Remembering Bolan exposes T.Rex extinction


The self-styled Boppin' Elf in action. Photograph: Globe Photos Inc/Rex Features

This Sunday marks the 30th anniversary of Marc Bolan's death. It seems to be passing in a surprisingly subdued manner. The pick of the events on offer is either an exhibition of photographs that opens today at Redferns Gallery in London, or a new documentary to be screened tonight on BBC4, which is fast emerging as the saviour of music on telly.

The rest looks a bit meagre. Digital-only station BBC 6 Music is running a pretty underwhelming-sounding Marc Bolan Day, the highlight of which seems to be a chance to watch some silent Super 8 film of the singer visiting Radio Hallam in Sheffield in 1975. Despite the best efforts of the commentary - by former Radio One DJ Keith "Cardboard Shoes" Skues - to whip up some excitement about the footage, there's something weirdly depressing about watching it.
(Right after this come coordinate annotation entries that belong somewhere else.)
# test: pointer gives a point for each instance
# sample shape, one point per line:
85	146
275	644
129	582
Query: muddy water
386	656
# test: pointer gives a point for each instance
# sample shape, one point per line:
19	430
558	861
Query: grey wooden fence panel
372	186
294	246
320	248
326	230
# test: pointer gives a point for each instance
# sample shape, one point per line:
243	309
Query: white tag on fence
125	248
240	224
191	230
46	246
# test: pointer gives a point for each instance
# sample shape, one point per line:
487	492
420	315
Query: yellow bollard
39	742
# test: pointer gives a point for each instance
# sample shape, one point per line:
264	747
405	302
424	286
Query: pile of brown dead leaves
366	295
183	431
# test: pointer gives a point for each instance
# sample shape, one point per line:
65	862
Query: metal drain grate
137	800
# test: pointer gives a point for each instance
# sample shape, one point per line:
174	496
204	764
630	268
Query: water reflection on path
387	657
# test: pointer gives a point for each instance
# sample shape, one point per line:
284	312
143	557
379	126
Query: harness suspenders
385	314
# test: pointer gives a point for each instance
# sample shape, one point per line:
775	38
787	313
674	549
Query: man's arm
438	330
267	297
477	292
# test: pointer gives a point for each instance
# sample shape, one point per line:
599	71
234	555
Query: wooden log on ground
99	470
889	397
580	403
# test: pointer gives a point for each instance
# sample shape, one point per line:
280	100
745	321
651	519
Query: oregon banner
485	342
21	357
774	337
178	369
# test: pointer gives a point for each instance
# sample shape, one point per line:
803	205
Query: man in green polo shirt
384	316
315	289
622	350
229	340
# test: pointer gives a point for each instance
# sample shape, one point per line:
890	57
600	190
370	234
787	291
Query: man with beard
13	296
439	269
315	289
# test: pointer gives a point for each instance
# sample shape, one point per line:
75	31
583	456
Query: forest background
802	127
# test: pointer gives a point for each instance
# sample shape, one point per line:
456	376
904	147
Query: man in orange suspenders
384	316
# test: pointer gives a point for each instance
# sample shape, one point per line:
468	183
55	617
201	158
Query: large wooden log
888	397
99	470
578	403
By the look of things, Bolan seems to have attracted a crowd of about 30 people: by 1975, T Rextasy was a dim memory.

The artists who've lined up to pay tribute to him at a gig at Shepherd's Bush Empire on Saturday night are a motley bunch: I'd pay good money to hear Marc Almond doing something melodramatic to Cosmic Dancer but the other big names on the bill are Shakin' Stevens and Ray Dorset, luxuriantly sideburned former frontman of Mungo Jerry. The other TV celebration looks pretty hopeless: half an hour on ITV on Saturday, paid for by Bolan's record company Universal.

We live in an era of perpetual nostalgia and heritage rock. The music industry usually loves an anniversary. Perhaps the slightly half-hearted celebrations reflect a slightly equivocal attitude to Bolan's legacy. On the one hand, there's something absolutely undeniable about his greatest records (the sort of person that doesn't feel a prickle of excitement when Metal Guru kicks into life probably just doesn't like pop music much) and furthermore, he was undoubtedly an innovator. As Barney Hoskyn's book Glam! notes, virtually every one of glam rock's signature sounds was coined on Bolan's unimpeachable run of hit singles that starts with Ride a White Swan and ends with 20th Century Boy, including the fat sustain of the Les Paul guitar, compressed, mechanical-sounding drums, squealing backing vocals and the sequence of tumbling major chords that Julian Cope dubbed the 'glam descend'.

On the other hand, what happened after that unimpeachable run of hit singles suggests Bolan had a severely limited musical imagination: he'd used up every one of his good ideas in barely two years. Not even a T Rex nut like Morrissey can muster much enthusiasm for Dandy In The Underworld and Bolan's Zip Gun - these are no one but the barmiest adherent of the self-styled Boppin' Elf's idea of classic albums. Indeed, there's an argument that suggests that even at his peak, Bolan wasn't quite as great as he thought he was, that he had almost no sense of quality control - this is a man who could write something as sinuous and quivveringly sexy as Raw Ramp, then release it on the b-side of Hot Love, as a medley with an atrocious bit of sub-hippy whimsy called There Was A Time - that 1971's Electric Warrior contains more filler than you might expect a legendary album to have and that the Ringo Starr-directed movie Born to Boogie is about as excruciating a celluloid experience as one can have without involving Adam Sandler.

Or perhaps the anniversary of Bolan's death is simply the victim of changing fashions. Devendra Banhart has clearly been listening to the skewed folk-pop Bolan made before shortening Tyrannosaurus Rex's name, but, a decade after Oasis ripped off Get it On, Bolan casts virtually no shadow over current rock and pop music.

So what do you think? (a) Hopelessly over-rated opportunist? (b) Genius cruelly overlooked due to the vagaries of musical fashion? Or, as it used to say on exam papers, (c) none of the above?